Problems in practice
We wrote in March 2024 on the new Act on Prevention of Money-Laundering and Financing of Terrorism in Bosnia & Herzegovina (“AML Act“) and its dubious provisions.
As foreseen, practical challenges have already arisen with respect to the obligation of banks, insurance companies, stok brokersnotaries and others obligers under the AML Act to identify ultimate beneficial owners of legal entities (“UBO“). UBO is defined as an individual having, directly or indirectly, alone or together with other individuals, at least 25% of business shares, stocks, voting rights, or other controlling rights in a company. The definition of UBO also includes an individual who indirectly provides or secures funds for a company and, based on that, has the right to significantly impact the company’s financing and operations.
According to the new AML Act, the obligation to determine UBO entails taking reasonable measures to verify the UBO’s identity, using relevant information from a reliable source. In practice, banks and notaries currently accept only the extract from the business registries as a reliable source for UBO identification. Director of a company registered in Bosnia & Herzegovina will be deemed an UBO only if no one else can be identified as UBO based on the inspection of the commercial registry excerpts for all companies in the ownership chain.

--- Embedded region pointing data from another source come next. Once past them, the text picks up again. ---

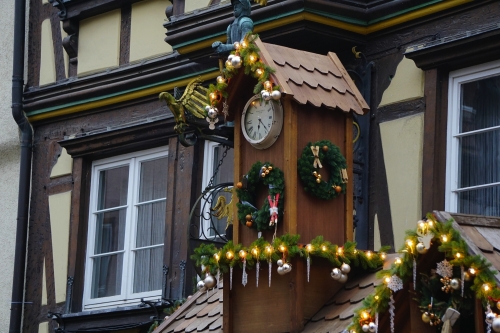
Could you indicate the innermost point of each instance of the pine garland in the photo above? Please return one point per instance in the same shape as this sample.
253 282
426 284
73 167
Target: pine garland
332 158
455 249
252 65
284 247
275 181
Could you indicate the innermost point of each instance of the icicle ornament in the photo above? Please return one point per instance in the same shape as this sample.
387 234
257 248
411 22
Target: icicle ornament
414 274
231 278
244 276
270 271
462 278
257 269
308 268
391 311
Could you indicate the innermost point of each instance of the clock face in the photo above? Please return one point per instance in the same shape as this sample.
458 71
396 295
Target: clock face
261 122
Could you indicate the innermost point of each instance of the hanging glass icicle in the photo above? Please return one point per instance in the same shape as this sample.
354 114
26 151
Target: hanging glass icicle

While no issues arise in case of companies with simple ownership structure, obtaining registry extracts from various countries for a plethora of connected legal entities within a reasonable timeframe is often impossible. Some commercial registry execrpts, depending on the country of issuance, may require apostille or even full legalization. By the time the applicant collects all required excerpts, the excerpts collected at the beginning of the process may already expire given that they must not be older than three months.
A particular challenge arises when a listed joint-stock company is in the ownerhip chain. The new AML Act provides that an AML obligor is not obliged to identify UBO of a listed company which is subject to disclosure obligations in accordance with the B&H legislation. As only companies listed in Bosnia & Herzegovina are subject to such disclosure obligations, notaries interpret this provision so to require UBO identification of foreign listed companies. This has in practice led to roadblocks for the parties wishing to sign a notarial deed.
Possible solutions
To overcome these challenges, a risk-based approach instead of a rule-based approach to AML principles is required. The rule-based approach assumes the application of the same level of AML rigour to all cases, without assessing the actual risks posed by actual client. In contrast, the risk-based approach requires a broader perspective that assumes evaluation and tracking of individual risks. This approach results in more meaningful AML controls that do not impede regular business operations.
A practical solution to the current impasse would be to accept the ownership structure chart prepared by the client and an extract from the relevant UBO register of the country in which the ultimate legal entity in the ownership chain is located, rather than require individual registry extracts for each company in the ownership chain. This approach would require that AML obligors establish internal procedures to determine the risk categories and corresponding procedures for each client category.
It remains to be seen whether the implementing regulation, due by 27 August 2024, will contain rules in line with the above recommendation.